I will never understand this idea that there is "perfect pattern" of being that we all must toil to achieve. I'm OK with not understanding it. I'll be me, make my mistakes, apologize, and go on my merry way knowing "you can please some of the people, some of the time but you can't please ALL the people ALL of the time".

Hopalong:
Aaaaand, I talked with her about it the next day and explained everything about what was triggering for me about her lecture/rant about "normal"...and she listened respectfully. She also talked more openly than she ever has before about how she gets triggered by massive feelings of abandonment, in situations that aren't about that at all.

It was a very good, respectful and loving conversation. And I just dropped her at the airport and am ready to be blissfully alone again!

As long as there's both learning and love, I can deal better with such dramas. And hopefully wind them down before they build up. It's hard to be psychologically nimble in the middle of a triggering conflict, but even if it's only in the aftermath that I fully figure out my part, it's worth trying for a valuable friend. She appeared just as eager to be cooperative and appreciative today, and I was grateful.

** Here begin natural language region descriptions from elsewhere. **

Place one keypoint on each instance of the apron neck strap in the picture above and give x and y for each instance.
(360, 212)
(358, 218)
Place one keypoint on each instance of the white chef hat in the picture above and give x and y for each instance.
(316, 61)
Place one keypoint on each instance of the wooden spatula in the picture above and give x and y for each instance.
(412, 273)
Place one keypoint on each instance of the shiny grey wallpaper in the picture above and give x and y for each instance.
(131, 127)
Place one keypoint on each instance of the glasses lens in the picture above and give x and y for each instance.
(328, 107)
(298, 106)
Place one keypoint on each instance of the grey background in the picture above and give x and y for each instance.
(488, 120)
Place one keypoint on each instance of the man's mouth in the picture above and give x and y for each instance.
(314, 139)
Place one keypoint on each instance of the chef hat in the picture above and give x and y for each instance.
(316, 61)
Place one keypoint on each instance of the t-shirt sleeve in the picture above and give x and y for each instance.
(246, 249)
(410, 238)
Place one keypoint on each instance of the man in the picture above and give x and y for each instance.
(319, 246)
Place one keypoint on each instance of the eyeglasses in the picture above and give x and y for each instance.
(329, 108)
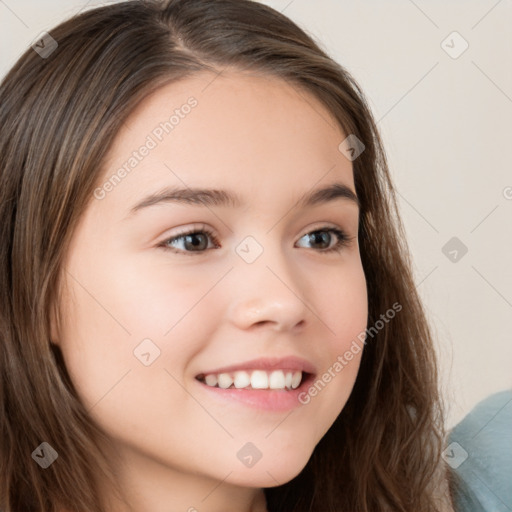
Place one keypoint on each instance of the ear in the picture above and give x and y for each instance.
(54, 325)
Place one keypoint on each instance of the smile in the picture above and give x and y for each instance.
(255, 379)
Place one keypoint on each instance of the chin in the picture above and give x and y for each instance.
(271, 472)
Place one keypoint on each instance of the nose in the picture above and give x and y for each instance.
(269, 292)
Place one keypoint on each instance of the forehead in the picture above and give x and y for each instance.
(256, 134)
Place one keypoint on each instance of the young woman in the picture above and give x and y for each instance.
(206, 301)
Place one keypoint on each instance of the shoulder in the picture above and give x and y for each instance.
(480, 453)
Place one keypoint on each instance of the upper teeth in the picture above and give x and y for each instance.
(256, 379)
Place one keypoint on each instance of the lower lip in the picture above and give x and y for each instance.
(263, 399)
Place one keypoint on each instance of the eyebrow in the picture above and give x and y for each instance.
(214, 197)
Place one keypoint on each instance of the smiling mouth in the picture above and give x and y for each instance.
(255, 379)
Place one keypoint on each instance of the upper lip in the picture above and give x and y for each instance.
(291, 363)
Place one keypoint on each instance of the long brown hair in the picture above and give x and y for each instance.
(58, 118)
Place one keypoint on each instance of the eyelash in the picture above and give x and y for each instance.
(343, 240)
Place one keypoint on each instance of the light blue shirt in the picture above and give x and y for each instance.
(480, 452)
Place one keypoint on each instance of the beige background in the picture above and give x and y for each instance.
(446, 124)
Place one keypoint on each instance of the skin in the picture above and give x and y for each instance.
(177, 446)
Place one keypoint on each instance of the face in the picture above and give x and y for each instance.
(172, 299)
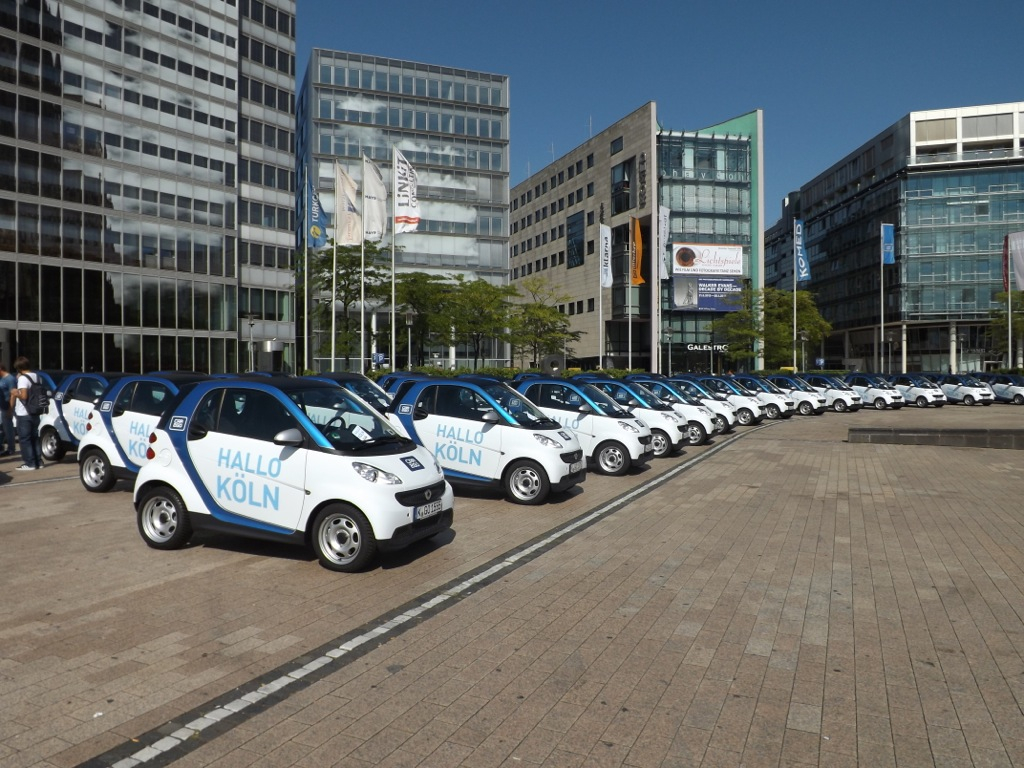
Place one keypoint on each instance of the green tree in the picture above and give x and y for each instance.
(765, 317)
(422, 294)
(353, 275)
(537, 328)
(475, 310)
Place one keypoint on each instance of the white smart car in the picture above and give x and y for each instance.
(289, 460)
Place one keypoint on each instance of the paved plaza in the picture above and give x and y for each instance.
(780, 597)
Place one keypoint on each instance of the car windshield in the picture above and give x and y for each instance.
(345, 420)
(520, 410)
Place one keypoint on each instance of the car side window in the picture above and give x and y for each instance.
(151, 397)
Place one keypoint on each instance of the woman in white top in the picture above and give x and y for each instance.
(28, 426)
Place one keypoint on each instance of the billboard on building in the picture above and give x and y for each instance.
(706, 294)
(704, 258)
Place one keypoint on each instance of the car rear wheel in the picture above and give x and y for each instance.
(526, 482)
(51, 444)
(342, 539)
(695, 433)
(163, 519)
(611, 458)
(95, 472)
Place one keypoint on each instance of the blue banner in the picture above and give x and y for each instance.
(799, 252)
(316, 220)
(888, 245)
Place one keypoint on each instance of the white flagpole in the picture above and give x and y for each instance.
(305, 273)
(334, 271)
(394, 225)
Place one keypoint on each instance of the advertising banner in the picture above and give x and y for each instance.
(702, 258)
(706, 294)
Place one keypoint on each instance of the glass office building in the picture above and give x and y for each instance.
(951, 182)
(677, 188)
(451, 124)
(120, 125)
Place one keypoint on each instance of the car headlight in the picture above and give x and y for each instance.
(372, 474)
(547, 441)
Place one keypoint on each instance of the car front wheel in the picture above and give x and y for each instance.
(51, 444)
(526, 482)
(95, 472)
(342, 539)
(163, 519)
(611, 458)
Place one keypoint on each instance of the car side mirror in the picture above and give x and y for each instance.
(291, 437)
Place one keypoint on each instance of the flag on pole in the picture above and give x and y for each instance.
(1016, 259)
(888, 245)
(374, 202)
(636, 257)
(407, 206)
(316, 220)
(347, 223)
(604, 238)
(800, 252)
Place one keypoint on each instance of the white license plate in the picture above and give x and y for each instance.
(427, 510)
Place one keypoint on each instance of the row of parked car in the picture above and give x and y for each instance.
(258, 455)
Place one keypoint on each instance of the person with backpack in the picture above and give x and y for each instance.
(6, 412)
(28, 424)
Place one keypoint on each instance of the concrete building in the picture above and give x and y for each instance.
(125, 227)
(453, 126)
(951, 182)
(699, 190)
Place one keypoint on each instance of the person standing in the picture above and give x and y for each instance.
(28, 426)
(6, 412)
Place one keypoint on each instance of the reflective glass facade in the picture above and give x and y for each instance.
(951, 181)
(119, 185)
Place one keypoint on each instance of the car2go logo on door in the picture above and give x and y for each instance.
(298, 461)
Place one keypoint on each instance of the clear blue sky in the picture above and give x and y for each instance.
(828, 74)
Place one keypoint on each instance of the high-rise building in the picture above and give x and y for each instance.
(683, 211)
(451, 124)
(950, 182)
(126, 129)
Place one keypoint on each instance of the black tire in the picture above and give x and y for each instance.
(526, 482)
(611, 458)
(662, 442)
(95, 472)
(342, 539)
(51, 444)
(163, 519)
(695, 433)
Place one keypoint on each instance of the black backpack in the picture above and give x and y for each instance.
(38, 401)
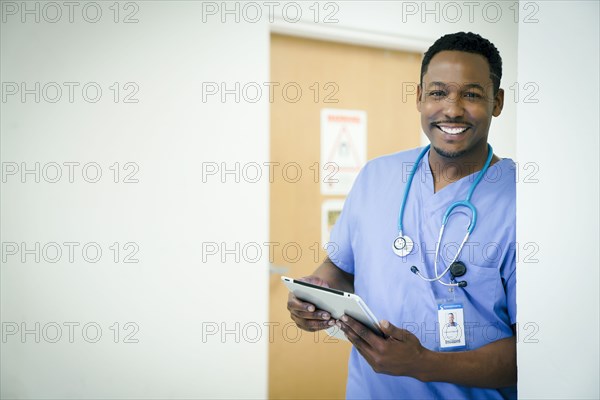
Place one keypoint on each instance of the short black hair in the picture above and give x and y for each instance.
(470, 43)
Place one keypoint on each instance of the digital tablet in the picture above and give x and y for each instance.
(335, 302)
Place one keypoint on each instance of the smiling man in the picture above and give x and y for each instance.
(430, 231)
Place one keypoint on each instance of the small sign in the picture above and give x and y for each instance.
(343, 149)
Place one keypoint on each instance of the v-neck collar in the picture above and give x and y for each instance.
(455, 191)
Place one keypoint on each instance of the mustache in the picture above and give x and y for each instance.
(451, 121)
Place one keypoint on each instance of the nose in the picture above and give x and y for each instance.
(453, 107)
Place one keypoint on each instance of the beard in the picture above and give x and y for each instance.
(448, 154)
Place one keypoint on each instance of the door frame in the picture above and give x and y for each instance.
(361, 37)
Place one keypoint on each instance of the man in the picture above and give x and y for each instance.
(451, 319)
(458, 95)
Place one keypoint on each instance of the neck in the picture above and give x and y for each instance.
(446, 170)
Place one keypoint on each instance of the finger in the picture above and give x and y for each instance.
(306, 310)
(312, 324)
(362, 331)
(314, 280)
(392, 331)
(354, 334)
(295, 303)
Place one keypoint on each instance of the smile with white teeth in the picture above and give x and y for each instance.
(453, 130)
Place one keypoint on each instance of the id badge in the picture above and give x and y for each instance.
(451, 322)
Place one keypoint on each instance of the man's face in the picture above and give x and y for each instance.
(457, 102)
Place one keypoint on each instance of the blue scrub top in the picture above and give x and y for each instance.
(362, 245)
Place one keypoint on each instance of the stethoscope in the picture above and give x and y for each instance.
(403, 244)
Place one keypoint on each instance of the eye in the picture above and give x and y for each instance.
(473, 95)
(436, 93)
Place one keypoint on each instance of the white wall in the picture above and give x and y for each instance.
(172, 294)
(558, 216)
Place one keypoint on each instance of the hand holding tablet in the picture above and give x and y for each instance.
(330, 304)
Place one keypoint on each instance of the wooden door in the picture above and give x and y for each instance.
(304, 365)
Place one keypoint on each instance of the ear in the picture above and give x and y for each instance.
(498, 103)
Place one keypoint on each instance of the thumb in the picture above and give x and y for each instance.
(392, 331)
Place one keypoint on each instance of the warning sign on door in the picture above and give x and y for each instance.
(343, 149)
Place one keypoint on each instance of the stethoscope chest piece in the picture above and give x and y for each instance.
(402, 245)
(458, 269)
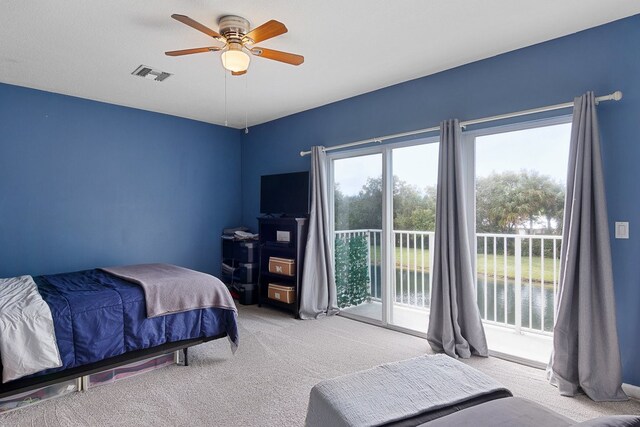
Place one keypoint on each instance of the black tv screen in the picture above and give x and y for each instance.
(285, 194)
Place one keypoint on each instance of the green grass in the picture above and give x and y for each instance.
(413, 259)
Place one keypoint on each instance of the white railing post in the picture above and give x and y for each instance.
(432, 240)
(518, 289)
(367, 233)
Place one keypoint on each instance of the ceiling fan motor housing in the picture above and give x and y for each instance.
(233, 28)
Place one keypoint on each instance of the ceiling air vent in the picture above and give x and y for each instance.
(150, 74)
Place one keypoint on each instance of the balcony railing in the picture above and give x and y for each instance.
(517, 275)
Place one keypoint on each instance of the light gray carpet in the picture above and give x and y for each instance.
(267, 382)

We parted comfortably.

(You couldn't pay me to be her housemate, however.)

hugs
Hops

Hopalong:
Aww, for some reason y'all's replies loaded for me after I posted my last.

THANK YOU THANK YOU THANK YOU.

I'm walking on a lovely sun-dappled path in a forest of sisterhood.

You each deserve a point-by-point appreciation which I can't do as I've got a poetry thing coming up, but YOU GET IT. You all get me, you get her, and you get it.

That is worth more than I can express in the moment.